This invention relates to an apparatus for reducing aerodynamic background noise in the test section of a transonic wind tunnel. Since the development of the transonic wind tunnel during the early 1940's, an almost continued effort has been made to improve air flow quality. During the early development years, it was observed that wind tunnel blockage and reflected shock waves from the models being tested would seriously affect the determination of loads and other aerodynamic data. The wind tunnel blockage phenomenon consists of standing shock waves in the tunnel test section and problems associated with startup of the wind tunnel. The problem of reflected shock waves consists of shock waves originating at the model reflecting from the wind tunnel walls back to the model for influencing any data being acquired from the air flow around the model.
The utilization of porous walls was one technique developed to reduce the problems of wind tunnel blockage and shock wave reflections. In this technique, suction could be applied to the porous wall which aided in starting the wind tunnels and for maintaining the air flow through the test section in a uniform manner. Later, this technique was refined so as to optimize air flow conditions for all mach numbers by providing a variable porosity wall surface for the test section of the wind tunnel, with the variable porosity wall opened to a setting that would provide optimum wave cancellation for a particular transonic mach number and also eliminate the problems of blockage.

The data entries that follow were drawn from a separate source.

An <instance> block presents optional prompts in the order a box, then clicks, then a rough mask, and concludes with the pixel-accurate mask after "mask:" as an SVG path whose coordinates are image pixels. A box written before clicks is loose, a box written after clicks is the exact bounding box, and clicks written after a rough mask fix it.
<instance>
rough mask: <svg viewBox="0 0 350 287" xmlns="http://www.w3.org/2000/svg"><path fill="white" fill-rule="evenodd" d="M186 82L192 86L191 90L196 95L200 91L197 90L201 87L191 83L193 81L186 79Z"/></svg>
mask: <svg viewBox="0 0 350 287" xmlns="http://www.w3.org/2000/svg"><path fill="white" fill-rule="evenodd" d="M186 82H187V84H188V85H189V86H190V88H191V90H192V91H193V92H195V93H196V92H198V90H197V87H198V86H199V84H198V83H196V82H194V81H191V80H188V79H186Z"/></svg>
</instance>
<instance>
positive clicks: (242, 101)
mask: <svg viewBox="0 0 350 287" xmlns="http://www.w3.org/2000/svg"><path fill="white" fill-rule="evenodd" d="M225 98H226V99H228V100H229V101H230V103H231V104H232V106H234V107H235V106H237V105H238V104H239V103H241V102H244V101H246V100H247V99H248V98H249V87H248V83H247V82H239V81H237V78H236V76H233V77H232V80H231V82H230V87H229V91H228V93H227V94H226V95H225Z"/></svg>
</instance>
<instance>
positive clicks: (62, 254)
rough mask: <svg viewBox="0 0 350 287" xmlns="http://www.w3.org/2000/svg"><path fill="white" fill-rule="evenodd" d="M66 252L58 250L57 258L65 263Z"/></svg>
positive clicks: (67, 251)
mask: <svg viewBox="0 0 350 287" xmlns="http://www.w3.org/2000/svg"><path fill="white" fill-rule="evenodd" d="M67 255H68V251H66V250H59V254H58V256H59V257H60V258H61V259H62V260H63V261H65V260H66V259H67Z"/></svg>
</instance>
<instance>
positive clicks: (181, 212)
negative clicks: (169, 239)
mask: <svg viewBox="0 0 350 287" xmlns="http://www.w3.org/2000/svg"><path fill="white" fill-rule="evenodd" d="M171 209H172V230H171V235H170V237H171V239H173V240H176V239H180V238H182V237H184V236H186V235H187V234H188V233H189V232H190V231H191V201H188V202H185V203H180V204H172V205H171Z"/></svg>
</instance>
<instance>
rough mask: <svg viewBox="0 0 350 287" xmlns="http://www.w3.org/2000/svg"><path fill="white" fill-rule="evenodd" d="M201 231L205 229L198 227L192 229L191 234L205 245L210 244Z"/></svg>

Even though the variable porosity walls have improved the flow quality in wind tunnel test sections in some manner, evidence exists which indicates that the porous wind tunnel walls also produce high background noise levels in wind tunnel test sections. For the most part, fluctuating pressure data collected from experiments conducted in transonic wind tunnels have been incorrect or in some cases completely drowned out by the high background noise levels of the wind tunnel. It has been found that the perforations or holes formed in the porous wind tunnel walls subject the air stream to the sharp edges and corners of the perforations with the walls at any porosity setting between zero and maximum and that the sharp edges of the hole create a whistling effect of the air passing thereover. The sharp edges and corners create edge tones, and shock and expansion waves that are radiated into the free stream which influence not only the fluctuating pressure measurements on the model, but also the steady state flow conditions in the wind tunnel test section. Therefore, to increase the accuracy and reliability of the aerodynamic data taken in transonic wind tunnels, it is necessary to suppress the background noise created by the porous walls.